Consider a scenario where two people are discussing something of dubious detectability.
Unbeknownst to them, halfway through the conversation a scientist on the other side of the world invents a unicorn detector, tachyone detector, etc.
Is the first half of the conversation meaningful and the second half meaningless? What kind of influence travels from the scientists lab?
No, by “mind” I just mean any sort of information processing machine. I would have said “brain”, but you used a more general “entity”, so I went with “mind”. The question of what is and isn’t a mind is not very interesting to me.
Where exactly?
First of all, the meaningfulness of words depends on the observer. “Robot pain” is perfectly meaningful to people with precise definitions of “pain”. So, in the worst case, the “thing” remains meaningless to the people discussing it, and it remains meaningful to the scientist (because you can’t make a detector if you don’t already know what exactly you’re trying to detect).
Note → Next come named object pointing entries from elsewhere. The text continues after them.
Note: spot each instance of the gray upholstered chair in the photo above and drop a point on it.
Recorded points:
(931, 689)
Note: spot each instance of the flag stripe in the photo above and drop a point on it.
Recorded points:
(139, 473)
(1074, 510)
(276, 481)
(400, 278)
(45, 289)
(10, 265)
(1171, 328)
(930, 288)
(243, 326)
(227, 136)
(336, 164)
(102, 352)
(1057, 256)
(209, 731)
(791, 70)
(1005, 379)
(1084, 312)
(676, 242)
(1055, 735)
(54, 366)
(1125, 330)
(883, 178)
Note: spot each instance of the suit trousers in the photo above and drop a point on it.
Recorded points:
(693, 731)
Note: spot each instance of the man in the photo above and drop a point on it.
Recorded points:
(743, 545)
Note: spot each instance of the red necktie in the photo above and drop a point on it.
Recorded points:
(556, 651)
We could then simply say that that the people and the scientist are using the same word for different things.
It’s also possible that the “thing” was meaningful to everyone to begin with. I don’t know what “dubious detectability” is. My bar for meaningfulness isn’t as high as you may think, though. “Robot pain” has to fail very hard so as not to pass it.
The idea that with models of physics, it might sometimes be hard to tell which features are detectable and which are just mathematical machinery, is in general a good one. Problem is that it requires good understanding of the model, which neither of us has. And I don’t expect this sort of poking to cause problems that I couldn’t patch, even in the worst case.
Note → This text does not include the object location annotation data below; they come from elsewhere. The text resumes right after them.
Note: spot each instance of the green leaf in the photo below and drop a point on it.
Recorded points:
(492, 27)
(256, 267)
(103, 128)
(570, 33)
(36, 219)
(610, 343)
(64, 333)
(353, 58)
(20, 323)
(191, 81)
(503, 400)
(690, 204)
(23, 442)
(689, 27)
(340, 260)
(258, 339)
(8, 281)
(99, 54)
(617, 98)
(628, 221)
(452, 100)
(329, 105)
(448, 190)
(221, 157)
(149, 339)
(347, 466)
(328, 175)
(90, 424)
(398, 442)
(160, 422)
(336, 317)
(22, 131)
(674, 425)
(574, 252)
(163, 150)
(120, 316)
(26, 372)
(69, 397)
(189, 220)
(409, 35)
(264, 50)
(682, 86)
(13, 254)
Then you should consider all statements meaningless, without exception, since all of your arguments are made out of statements, and there cannot be an infinite regress of arguments.
That’s cute.
Seriously though, you have a bad habit of taking my rejection of one extreme (that all grammatically correct statements should be assumed meaningful) and interpreting that as the opposite extreme.
Cute or not, it is simply the logical consequence of what you said, which is that you will consider all statements meaningless unless you can argue otherwise.
In reality, you should consider all statements meaningful unless you have a good argument that they are not, and you have provided no such argument for any statement.
I don’t really know why you derive from this that all statements are meaningless. Maybe we disagree about what “meaningless” means? Wikipedia nicely explains that “A meaningless statement posits nothing of substance with which one could agree or disagree”. It’s easy for me to see that “undetectable purple unicorns exist” is a meaningless statement, and yet I have no problems with “it’s raining outside”.
How do you argue why “undetectable purple unicorns exist” is a meaningless statement? Maybe you think that it isn’t, and that we should debate whether they really exist?